Oil prices risk spiking to $100 next year, Bank of America analysts say

FAN Editor

Oil prices look set to temporarily hit $90 during the first half of next year, if not sooner, and risk spiking to as much as $100 a barrel, depending on geopolitical events and other factors, say Bank of America Merrill Lynch analysts.

But they do not see an immediate major jump in prices. For this year, they forecast an average price of $70 a barrel for Brent crude, the international benchmark. They forecast $75 for next year. Their previous forecast was $60.

Prices could climb significantly next year, however. The analysts have a $90 target during the second quarter of 2019, with a risk it could go to $100 a barrel. Futures on Brent were trading as high as $78 Thursday.

“Looking into the next 18 months, we expect global oil supply and demand balances to tighten driven by the ongoing collapse in Venezuelan output. In addition, there are downside risks to Iranian crude oil exports. Plus we see a high likelihood of OPEC working with Russia in 2019 to set a floor on oil prices,” they wrote.

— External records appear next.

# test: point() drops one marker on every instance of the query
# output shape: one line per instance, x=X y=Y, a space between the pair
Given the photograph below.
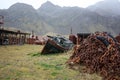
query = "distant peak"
x=16 y=5
x=48 y=3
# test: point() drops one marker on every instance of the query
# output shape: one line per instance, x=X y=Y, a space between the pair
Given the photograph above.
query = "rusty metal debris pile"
x=99 y=53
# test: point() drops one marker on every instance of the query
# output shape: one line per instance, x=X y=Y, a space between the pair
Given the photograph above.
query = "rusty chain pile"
x=99 y=53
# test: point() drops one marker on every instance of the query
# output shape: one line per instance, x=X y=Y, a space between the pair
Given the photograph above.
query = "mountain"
x=53 y=18
x=106 y=8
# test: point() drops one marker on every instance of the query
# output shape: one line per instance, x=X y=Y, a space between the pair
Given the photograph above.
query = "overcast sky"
x=4 y=4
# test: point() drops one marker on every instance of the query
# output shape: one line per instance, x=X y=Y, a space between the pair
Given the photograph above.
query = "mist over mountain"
x=102 y=16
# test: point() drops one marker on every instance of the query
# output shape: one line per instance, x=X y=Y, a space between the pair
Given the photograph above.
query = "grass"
x=26 y=63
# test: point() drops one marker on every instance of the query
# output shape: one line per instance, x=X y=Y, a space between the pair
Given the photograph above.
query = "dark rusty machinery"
x=99 y=53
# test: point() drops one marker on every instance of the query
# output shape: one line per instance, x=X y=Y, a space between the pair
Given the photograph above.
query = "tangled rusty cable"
x=99 y=53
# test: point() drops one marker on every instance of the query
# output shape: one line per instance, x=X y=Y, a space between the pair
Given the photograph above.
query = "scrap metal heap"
x=99 y=53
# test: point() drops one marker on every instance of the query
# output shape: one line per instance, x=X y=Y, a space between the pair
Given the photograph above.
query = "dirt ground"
x=24 y=62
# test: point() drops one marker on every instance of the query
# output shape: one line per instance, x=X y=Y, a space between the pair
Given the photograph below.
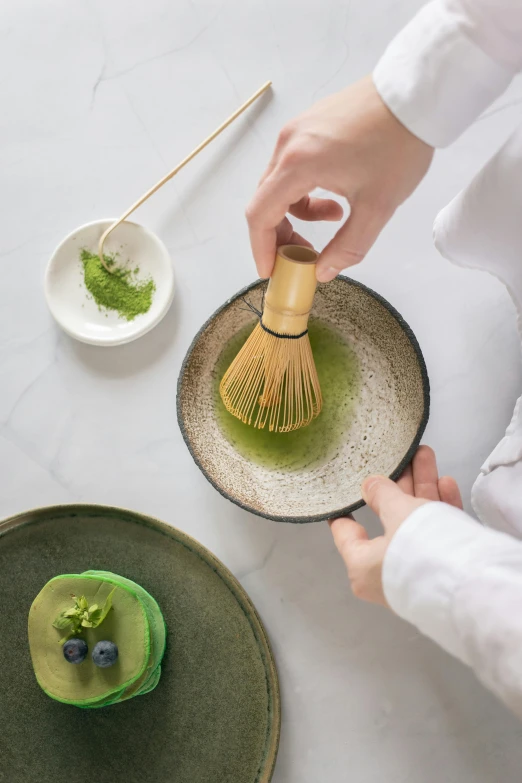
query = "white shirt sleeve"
x=449 y=63
x=461 y=585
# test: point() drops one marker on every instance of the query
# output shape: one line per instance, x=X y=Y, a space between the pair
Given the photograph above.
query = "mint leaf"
x=107 y=606
x=62 y=621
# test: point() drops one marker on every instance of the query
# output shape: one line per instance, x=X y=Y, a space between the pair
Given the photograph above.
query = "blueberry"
x=104 y=654
x=75 y=650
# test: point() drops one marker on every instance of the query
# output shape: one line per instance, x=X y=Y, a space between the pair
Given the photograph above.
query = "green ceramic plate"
x=215 y=715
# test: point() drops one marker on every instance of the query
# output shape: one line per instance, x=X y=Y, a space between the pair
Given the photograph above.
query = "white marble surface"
x=98 y=99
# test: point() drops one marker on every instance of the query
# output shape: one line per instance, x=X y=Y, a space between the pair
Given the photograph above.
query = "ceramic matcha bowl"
x=373 y=426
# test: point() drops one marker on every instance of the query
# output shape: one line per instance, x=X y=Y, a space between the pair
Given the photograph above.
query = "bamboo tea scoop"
x=175 y=170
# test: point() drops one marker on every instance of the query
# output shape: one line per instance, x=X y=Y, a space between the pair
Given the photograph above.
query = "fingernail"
x=324 y=275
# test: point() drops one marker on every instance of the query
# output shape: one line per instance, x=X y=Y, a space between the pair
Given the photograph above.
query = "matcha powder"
x=118 y=290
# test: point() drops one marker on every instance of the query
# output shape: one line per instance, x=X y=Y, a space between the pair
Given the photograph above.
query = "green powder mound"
x=118 y=290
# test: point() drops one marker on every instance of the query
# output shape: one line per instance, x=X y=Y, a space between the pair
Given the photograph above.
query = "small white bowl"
x=73 y=307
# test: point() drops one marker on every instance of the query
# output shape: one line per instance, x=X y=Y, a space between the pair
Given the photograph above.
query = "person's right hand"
x=352 y=145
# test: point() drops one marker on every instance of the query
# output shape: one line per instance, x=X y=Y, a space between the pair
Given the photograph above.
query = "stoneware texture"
x=99 y=100
x=389 y=418
x=214 y=716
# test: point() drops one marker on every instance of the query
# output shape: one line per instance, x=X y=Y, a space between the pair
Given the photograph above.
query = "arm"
x=459 y=583
x=449 y=63
x=373 y=142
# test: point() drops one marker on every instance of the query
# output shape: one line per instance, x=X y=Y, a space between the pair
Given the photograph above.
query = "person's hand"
x=393 y=503
x=352 y=145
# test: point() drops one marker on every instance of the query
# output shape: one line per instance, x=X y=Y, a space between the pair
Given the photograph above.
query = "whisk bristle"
x=273 y=381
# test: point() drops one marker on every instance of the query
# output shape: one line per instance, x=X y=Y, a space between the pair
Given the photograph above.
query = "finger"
x=267 y=210
x=425 y=474
x=405 y=482
x=346 y=531
x=388 y=501
x=351 y=243
x=449 y=492
x=285 y=235
x=312 y=208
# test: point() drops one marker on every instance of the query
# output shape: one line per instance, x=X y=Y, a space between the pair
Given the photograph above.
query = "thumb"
x=388 y=501
x=352 y=241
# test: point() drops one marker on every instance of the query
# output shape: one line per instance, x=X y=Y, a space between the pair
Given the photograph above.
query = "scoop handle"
x=291 y=290
x=177 y=168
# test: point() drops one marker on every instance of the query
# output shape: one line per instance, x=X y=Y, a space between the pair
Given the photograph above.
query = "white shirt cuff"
x=430 y=556
x=434 y=79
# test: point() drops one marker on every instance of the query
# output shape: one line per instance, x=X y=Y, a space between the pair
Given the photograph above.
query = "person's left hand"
x=393 y=503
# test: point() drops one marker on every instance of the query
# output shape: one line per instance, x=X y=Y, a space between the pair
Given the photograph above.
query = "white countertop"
x=98 y=100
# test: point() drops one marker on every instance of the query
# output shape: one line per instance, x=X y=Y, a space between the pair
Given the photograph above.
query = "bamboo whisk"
x=273 y=378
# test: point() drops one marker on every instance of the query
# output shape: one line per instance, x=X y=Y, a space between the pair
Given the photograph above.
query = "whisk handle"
x=291 y=290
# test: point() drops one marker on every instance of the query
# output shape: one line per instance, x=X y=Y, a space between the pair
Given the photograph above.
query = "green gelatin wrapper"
x=135 y=623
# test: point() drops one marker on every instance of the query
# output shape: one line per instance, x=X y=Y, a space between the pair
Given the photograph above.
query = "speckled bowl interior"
x=381 y=437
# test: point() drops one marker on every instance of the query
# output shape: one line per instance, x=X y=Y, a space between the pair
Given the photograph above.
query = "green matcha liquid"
x=309 y=446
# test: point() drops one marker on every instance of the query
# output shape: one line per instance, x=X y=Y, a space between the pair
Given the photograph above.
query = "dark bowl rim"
x=394 y=475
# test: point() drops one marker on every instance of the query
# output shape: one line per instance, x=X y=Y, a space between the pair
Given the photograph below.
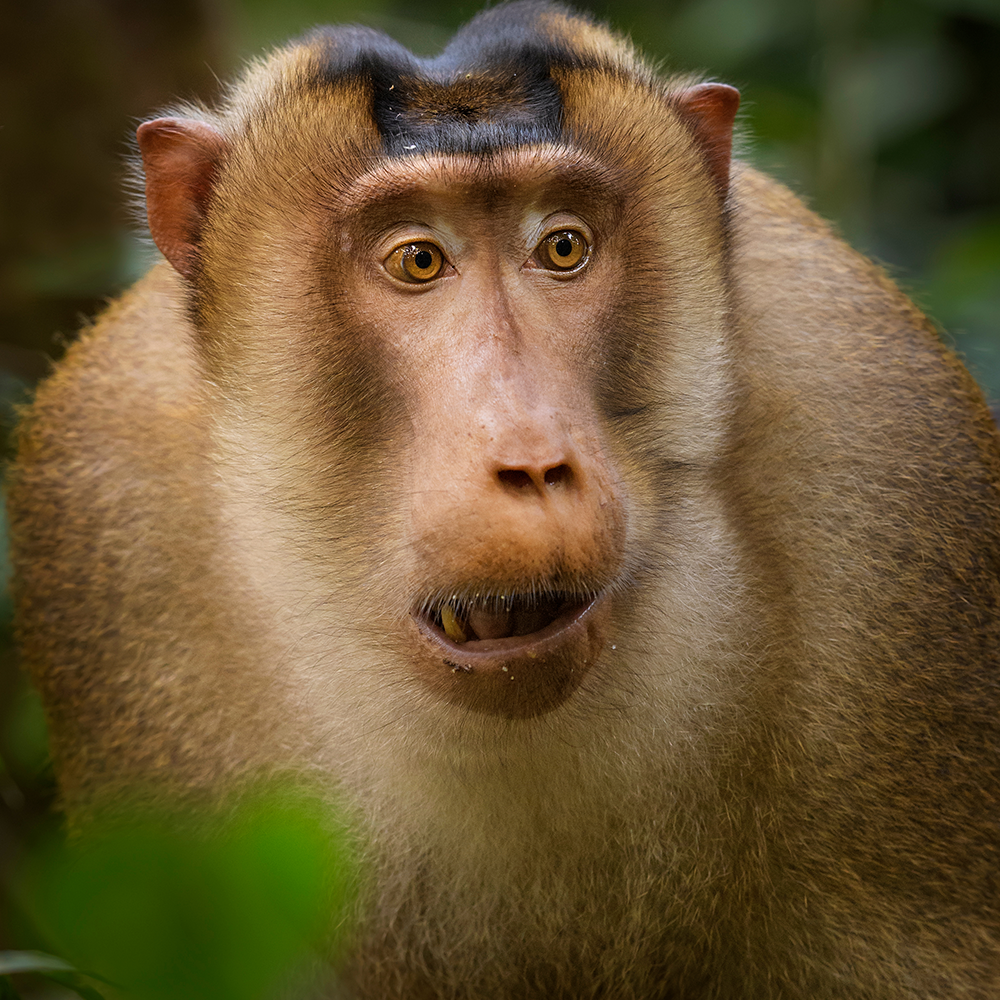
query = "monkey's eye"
x=563 y=251
x=415 y=262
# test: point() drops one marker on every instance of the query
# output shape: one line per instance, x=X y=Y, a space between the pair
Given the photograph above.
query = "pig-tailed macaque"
x=619 y=543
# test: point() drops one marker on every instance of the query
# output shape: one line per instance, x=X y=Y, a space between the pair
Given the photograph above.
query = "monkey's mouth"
x=504 y=616
x=513 y=654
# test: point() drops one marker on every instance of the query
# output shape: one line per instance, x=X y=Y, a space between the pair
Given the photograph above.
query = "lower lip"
x=519 y=676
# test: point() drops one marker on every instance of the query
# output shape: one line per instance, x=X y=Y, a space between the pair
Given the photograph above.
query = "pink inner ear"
x=710 y=108
x=181 y=158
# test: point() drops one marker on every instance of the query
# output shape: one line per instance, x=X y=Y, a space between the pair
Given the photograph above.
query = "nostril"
x=558 y=475
x=517 y=478
x=520 y=479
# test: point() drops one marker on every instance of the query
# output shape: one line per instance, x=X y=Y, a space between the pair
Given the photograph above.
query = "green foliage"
x=232 y=906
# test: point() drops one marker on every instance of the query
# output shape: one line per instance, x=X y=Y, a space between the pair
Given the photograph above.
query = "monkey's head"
x=449 y=311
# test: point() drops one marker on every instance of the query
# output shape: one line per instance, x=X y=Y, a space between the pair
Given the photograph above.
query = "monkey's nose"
x=541 y=477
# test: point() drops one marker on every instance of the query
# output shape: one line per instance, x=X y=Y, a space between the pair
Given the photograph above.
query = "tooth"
x=452 y=627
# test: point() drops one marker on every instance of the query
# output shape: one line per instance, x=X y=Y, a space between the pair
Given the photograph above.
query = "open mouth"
x=516 y=653
x=504 y=616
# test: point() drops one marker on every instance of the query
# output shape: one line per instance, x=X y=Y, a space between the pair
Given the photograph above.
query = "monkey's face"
x=461 y=375
x=486 y=287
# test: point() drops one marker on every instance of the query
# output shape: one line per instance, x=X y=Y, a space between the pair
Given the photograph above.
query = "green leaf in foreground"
x=227 y=909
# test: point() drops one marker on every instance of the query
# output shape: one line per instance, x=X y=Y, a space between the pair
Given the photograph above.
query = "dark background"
x=883 y=114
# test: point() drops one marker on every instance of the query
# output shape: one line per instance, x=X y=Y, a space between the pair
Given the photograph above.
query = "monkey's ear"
x=710 y=110
x=181 y=157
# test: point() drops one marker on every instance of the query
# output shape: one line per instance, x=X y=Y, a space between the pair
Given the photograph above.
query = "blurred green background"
x=883 y=114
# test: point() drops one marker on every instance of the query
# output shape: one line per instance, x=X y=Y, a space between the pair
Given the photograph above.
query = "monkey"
x=495 y=445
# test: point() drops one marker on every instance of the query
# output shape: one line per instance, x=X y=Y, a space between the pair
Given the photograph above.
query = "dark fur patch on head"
x=490 y=89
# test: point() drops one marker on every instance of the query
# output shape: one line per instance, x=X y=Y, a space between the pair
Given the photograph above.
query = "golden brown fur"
x=775 y=776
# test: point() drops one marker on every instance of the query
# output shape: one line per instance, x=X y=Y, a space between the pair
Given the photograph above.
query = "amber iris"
x=563 y=250
x=415 y=262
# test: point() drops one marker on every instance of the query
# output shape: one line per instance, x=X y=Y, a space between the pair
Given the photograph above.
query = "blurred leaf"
x=31 y=961
x=220 y=909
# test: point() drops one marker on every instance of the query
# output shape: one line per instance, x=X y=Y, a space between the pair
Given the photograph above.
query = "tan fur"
x=776 y=776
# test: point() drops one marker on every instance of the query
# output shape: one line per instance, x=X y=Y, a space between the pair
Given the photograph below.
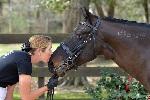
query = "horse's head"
x=81 y=47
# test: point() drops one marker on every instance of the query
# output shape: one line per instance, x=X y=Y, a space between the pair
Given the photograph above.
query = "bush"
x=114 y=87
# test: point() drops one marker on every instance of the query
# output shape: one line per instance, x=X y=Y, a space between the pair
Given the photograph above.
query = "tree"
x=146 y=9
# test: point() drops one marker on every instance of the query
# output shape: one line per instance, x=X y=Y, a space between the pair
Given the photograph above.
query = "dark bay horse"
x=127 y=43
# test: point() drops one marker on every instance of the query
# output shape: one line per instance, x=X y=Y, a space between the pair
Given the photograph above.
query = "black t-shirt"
x=12 y=64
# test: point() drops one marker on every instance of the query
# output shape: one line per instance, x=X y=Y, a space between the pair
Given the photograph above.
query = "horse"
x=127 y=43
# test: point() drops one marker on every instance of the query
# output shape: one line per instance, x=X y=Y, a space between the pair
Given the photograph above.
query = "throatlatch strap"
x=50 y=94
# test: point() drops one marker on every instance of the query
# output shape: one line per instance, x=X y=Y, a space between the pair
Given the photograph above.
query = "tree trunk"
x=72 y=17
x=1 y=8
x=72 y=14
x=10 y=11
x=145 y=6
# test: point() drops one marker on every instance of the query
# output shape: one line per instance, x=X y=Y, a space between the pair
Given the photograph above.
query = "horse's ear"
x=85 y=13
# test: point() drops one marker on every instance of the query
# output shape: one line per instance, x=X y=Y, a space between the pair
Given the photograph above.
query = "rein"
x=69 y=62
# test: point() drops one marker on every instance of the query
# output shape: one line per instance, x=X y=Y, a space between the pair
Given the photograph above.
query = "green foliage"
x=117 y=88
x=55 y=5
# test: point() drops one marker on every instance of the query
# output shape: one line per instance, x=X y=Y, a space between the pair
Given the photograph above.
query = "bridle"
x=69 y=62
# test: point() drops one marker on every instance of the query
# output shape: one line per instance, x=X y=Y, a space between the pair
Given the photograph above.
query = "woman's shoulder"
x=21 y=54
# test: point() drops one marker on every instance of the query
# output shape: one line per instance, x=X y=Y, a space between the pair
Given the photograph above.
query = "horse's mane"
x=125 y=21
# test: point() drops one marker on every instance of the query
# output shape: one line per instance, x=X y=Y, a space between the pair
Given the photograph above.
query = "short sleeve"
x=24 y=67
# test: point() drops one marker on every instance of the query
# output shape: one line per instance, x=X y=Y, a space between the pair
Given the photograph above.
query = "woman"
x=16 y=66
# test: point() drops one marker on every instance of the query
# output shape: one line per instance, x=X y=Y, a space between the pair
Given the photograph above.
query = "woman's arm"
x=25 y=88
x=10 y=90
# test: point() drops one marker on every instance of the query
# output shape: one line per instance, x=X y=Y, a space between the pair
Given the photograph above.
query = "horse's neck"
x=127 y=42
x=124 y=33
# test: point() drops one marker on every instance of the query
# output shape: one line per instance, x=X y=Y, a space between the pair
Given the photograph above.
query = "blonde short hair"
x=39 y=41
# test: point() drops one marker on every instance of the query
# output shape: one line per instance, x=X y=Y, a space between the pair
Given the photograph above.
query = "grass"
x=65 y=96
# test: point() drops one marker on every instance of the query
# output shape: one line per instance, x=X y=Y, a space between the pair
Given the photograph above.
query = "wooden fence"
x=42 y=72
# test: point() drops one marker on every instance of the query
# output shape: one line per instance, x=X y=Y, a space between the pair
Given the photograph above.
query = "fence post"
x=41 y=81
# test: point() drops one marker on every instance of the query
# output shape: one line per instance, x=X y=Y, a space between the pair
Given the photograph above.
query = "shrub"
x=117 y=88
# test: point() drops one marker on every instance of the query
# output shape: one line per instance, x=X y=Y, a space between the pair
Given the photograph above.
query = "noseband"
x=69 y=62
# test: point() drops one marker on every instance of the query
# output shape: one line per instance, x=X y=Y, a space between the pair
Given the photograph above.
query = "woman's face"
x=46 y=54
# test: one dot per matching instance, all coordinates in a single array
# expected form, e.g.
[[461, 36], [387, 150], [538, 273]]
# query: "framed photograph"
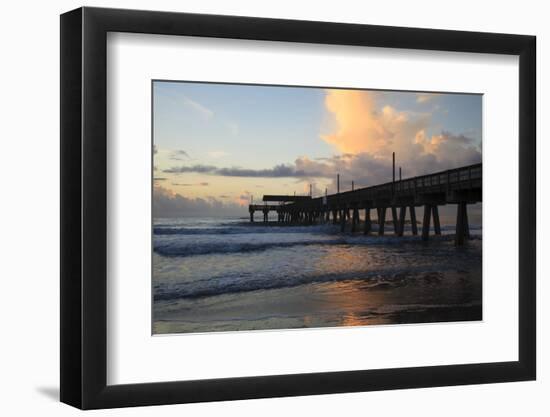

The report says OPEC and Russia could gradually reduce the amount of oil they are holding off the market by 450,000 barrels a day next year. But if they do not step back from their current agreement to withhold 1.8 million barrels a day, the market will get tighter and prices will be higher.

They also expect Venezuela’s output to drop by 500,000 barrels a day over the next 20 months, but they did not include a major drop in Iranian exports in their forecast. If a new nuclear deal is not reached within six months, global oil markets could tighten further. They factored in Iran’s current production of about 3.8 million barrels a day.

As for the U.S., they forecast West Texas Intermediate crude prices will be about $5 below Brent this year and $6 below next year, due to bottlenecks in transporting shale crude to market and because of capital constraints at drillers. WTI was trading just above $71 a barrel on Thursday.

Infrastructure limitations in the U.S., such as the lack of pipeline capacity, means shale drillers may not ramp up as much production as they otherwise might. The analysts expect some of those issues involving long-haul pipelines to be solved in the second half of 2019. They also see U.S. drilling constrained by pressure on companies to exercise capital discipline in the face of rising costs.

World oil consumption should grow by 1.5 million barrels a day this year, and 1.4 million barrels a day next year

OPEC and Russia cut back on output beginning in 2016 because of a massive supply glut. Bank of America now sees a deficit of 630,000 barrels a day this year and 300,000 next year. They expect that will drive down OECD oil stocks below their five year average, a metric watched by OPEC and Russia as they monitor the progress of their production agreement to balance supply and support prices.